I mean look, when we were prepping example one for me was really, it was right top of mind. I have a gentleman that I know pretty well. I wouldn’t say friends but definitely colleagues. Somebody that I’ve worked relatively closely with for a number of years, high qualified gentlemen, senior leadership type of like on the cusp of that.
That like role and just not an easy person to get in anywhere just because of like where the market is for that right now. Like as hot as the market is for like the mid to mid senior, it’s super competitive at the highest levels. And you know, I got him an intro and dude misses the first call and then
three to four minutes into actually connecting with another one of my really good colleagues, like went right into like what’s in it for me? I.e what’s the comp? What’s the equity? Like tell me how you’re going to scratch my back within like that first 15 seconds, 15, 20 seconds. It was like, Oh God.
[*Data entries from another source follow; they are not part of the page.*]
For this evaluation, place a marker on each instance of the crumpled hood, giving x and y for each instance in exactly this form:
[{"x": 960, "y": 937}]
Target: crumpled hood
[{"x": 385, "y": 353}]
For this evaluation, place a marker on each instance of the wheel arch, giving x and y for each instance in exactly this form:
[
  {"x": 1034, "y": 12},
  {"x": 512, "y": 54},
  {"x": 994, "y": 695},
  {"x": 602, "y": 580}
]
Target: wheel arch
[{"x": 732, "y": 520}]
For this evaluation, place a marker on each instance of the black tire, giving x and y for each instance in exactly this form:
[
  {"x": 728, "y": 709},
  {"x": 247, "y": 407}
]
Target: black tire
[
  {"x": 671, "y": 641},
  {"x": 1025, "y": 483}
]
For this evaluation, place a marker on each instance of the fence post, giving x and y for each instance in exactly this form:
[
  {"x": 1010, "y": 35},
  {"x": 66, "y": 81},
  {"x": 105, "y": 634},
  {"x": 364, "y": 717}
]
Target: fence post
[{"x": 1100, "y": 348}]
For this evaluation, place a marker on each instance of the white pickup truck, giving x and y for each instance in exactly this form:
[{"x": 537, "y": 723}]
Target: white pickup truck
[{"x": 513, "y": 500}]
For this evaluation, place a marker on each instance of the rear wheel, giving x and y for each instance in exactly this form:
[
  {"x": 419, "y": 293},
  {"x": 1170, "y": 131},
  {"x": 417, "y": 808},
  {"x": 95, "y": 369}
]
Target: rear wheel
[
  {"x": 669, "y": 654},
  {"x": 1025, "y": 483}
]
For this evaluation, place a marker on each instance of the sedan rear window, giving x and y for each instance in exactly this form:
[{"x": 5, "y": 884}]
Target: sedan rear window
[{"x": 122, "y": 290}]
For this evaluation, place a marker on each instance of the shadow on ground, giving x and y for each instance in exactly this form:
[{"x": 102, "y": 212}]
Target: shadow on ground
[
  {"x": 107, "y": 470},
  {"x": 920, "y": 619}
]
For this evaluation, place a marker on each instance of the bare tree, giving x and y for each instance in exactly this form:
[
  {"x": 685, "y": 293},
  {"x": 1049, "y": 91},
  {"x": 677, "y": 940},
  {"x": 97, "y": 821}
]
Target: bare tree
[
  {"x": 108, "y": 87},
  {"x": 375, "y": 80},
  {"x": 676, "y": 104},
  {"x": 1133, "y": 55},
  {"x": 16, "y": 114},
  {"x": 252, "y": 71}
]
Yeah, another common one, this is one we see, I’ve heard this story probably a million times. It’s like if someone refers somebody in, the question they get asked, so what do you know about us? What intrigues you about us? Then they were like, “Well Susie says, it’s a great place to work.”
It’s like your first answer, there’s like a assumptiveness like an obnoxious assumptiveness that you don’t need to really give good answers. You can just name drop before they’ve even decided if they want you. You could feel – people sometimes feel like they’ve got like the upper hand in this kind of scenarios and sometimes we see people who don’t do as much research as they should either before they talk to a recruiter or hiring manager.
If they ask you what you know about the company? And just saying it’s a great place to work based upon what someone else told you like you need to show that you’ve done your own research. It can’t be your main and only point and you can’t let it come across that you think that you’re just going to be able to skate through the interview process
because that really turns people off. Yeah. I mean the fair retort to that, right is do you do everything that Susie tells you to do? Right? I mean, I know it’s cliche, but cliches are there for a reason. Yeah. Look, the belief that referrals hold more weight than they actually do is kind of a fallacy.
I think that unless it’s coming from somebody that’s super highly respected within the organization or incredibly senior where they can exert a level of influence on folks that don’t know the actual individual. I don’t want to say it doesn’t hold any weight. Also, conversely don’t think it holds as much weight as to your point,
a lot of the folks in these scenarios think it does. I do think that companies have referral policies in place for a reason but that can’t be the sole differentiator between that candidate and another external candidate. And secondly, like listen, folks being a referral is not a free pass to getting to the final part of the interview process and getting an offer.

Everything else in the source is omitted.